I do have a book from Sally Swift (Centered riding), which i like very much, but I'd like to explore some others too.

What are your favorite trainers and why? At the moment I am not picky on the subject or riding style (western/classic). It can be about about anything really, from getting collection to training a horse to stop a bad vice.

Thank you


----------



## Reiningcatsanddogs (Oct 9, 2014)

Honestly, there a lot of good ones and bad ones. The big names out there can fall into either category depending upon your philosophy of animals, what your goals are and your experience level. There are also a lot of very good trainers who do not have books, DVD's or do seminars, they are just people who enjoy horses. 

I found mine asking around at different barns when I was looking for an instructor for my daughter. I wanted someone to teach us more than just how to ride a horse (been there done that).


----------



## Reiningcatsanddogs (Oct 9, 2014)

Two people I personally like is Mark Rashid and Richard Winters, both are natural horseman but have different experiences which lead them to their philosophies. 

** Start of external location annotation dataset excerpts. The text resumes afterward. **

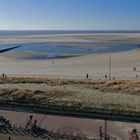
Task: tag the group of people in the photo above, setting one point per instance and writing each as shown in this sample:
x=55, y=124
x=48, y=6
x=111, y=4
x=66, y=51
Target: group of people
x=3, y=75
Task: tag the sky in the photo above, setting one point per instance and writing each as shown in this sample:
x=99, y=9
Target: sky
x=69, y=14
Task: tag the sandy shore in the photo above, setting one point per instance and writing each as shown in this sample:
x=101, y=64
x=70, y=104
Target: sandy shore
x=96, y=65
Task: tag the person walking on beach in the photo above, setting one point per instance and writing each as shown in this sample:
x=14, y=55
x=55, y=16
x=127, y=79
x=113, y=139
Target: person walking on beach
x=87, y=75
x=105, y=77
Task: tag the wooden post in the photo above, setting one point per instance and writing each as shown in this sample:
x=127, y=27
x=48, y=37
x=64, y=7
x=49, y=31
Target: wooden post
x=109, y=67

Another guy I like is Franklin Levinson and he has some interesting essays on his website for free....Essays by gentle horsemanship trainer Franklin Levinson


----------



## tinyliny (Oct 31, 2009)

To add to reiningcatsanddogs comment, I get a lot from Warwick Schiller s videos .


----------



## HorsesAreLife190 (Mar 10, 2014)

Agree with Mark Rashid. His books are great too.
_Posted via Mobile Device_


----------



## Roman (Jun 13, 2014)

Cherry Hill
Stacy Westfall
Elisa Wallace
Dom and Jimmie Schramm (Evention TV)


----------



## Hidalgo13 (Dec 24, 2010)

Thank you all, I look forward to reading up on all of these.


----------



## palogal (May 30, 2008)

Both Parellis are idiots.

I like Julie Goodnight and Clinton Anderson.


----------



## kewpalace (Jul 17, 2013)

Some of my favorites, in no particular order:

Richard Winters - nice guy, great horseman; his recently married daughter, Sarah is also fantastic (although she has no books or video :lol
Chris Cox
Al Dunning
Jec Ballou 
Wendy Murdoch
Sally Swift
Sandy Collier
Buck Brannaman
The Dorrance Brothers
Ray Hunt
Daniel Stewart
Stacy Westfall

If you want a good magazine that looks for good horsemanship regardless of discipline, look at Eclectic Horseman. They also do DVDs.


----------



## Hidalgo13 (Dec 24, 2010)

So much choice! Thank you so much. It's killing me that I don't have the time yet to properly look at all of these since I have to study for finals, but it's something to look forward to at least!


----------



## southernbound (May 17, 2014)

Definitely second Stacy Westfall. She has an awesome series on youtube.


----------



## Incitatus32 (Jan 5, 2013)

I really enjoy Stacy Westfall, and warwick schiler (sorry for the spelling). They have very good heads on their shoulders imho. There's another one I'm missing but I can't remember the name! :lol:


----------